Jaroslav Hřebík

Personal information
- Date of birth: 16 December 1948 (age 76)
- Place of birth: Benešov, Czechoslovakia
- Position: Striker

Youth career
- 1958–1968: Jawa Týnec

Senior career*
- Years: Team / Apps / (Gls)
- 1968–1973: FK Viktoria Žižkov
- 1974: Dukla Prague
- 1975–1976: Škoda Plzeň
- 1977–1982: Spartak BS Vlašim
- 1982–1985: ČSAD Benešov
- 1985–1988: TJ Jílové

Managerial career
- 1983–1984: ČSAD Benešov (player/coach)
- 1992–1994: FK Švarc Benešov
- 1995–1996: Viktoria Plzeň
- 1996: Viktoria Žižkov
- 1997–1998: Hradec Králové
- 1998–1999: Slavia Prague
- 2000–2001: Jablonec
- 2001–2002: Sparta Prague
- 2004: FC Dynamo Moscow
- 2004–2005: Sparta Prague
- 2008–2011: Czech Republic U-19
- 2011–2012: AC Sparta Prague (sporting director)
- 2012–2023: AC Sparta Prague (youth academy dir.)

= Jaroslav Hřebík =

Czech footballer and coach

Jaroslav Hřebík (born 16 December 1948 in Benešov, Czechoslovakia) is a Czech professional football coach and a former player. Hřebík played a total of 22 matches, scoring 4 times, in the Czechoslovak First League. Between 1973 and 1977 he played in the competition for Dukla Prague and Škoda Plzeň.

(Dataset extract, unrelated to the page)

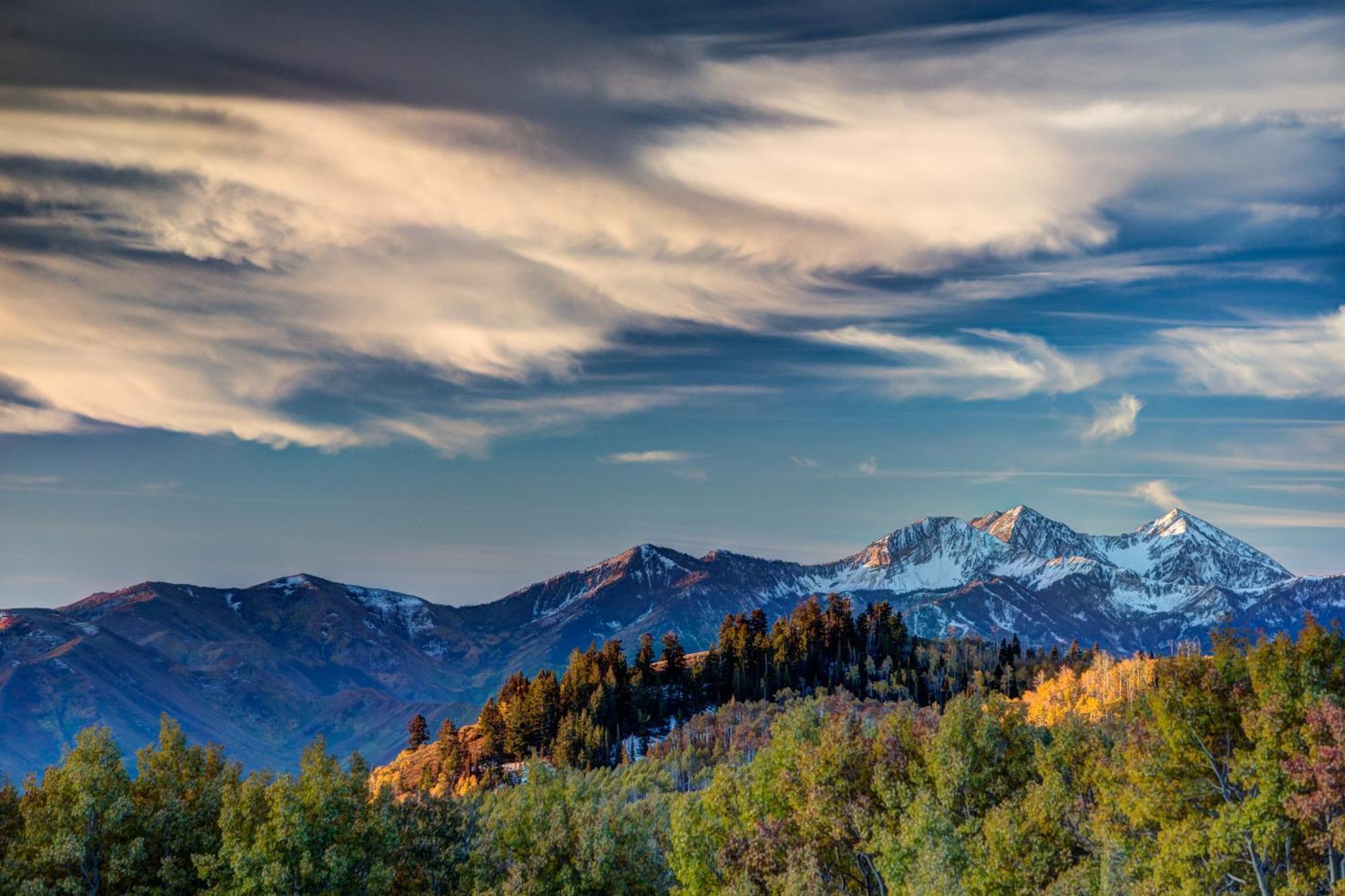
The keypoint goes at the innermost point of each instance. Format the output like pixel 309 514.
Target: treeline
pixel 603 709
pixel 1190 774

As a manager, Hřebík led seven teams in the Czech First League: FK Švarc Benešov, Viktoria Plzeň, Viktoria Žižkov, Hradec Králové, Slavia Prague, Jablonec and Sparta Prague. During his management career he won the 1998–99 Czech Cup with Slavia, and the 2004–05 Czech First League with Sparta, as well as leading Czech Republic U-19 to the final of the 2011 UEFA European Under-19 Championship.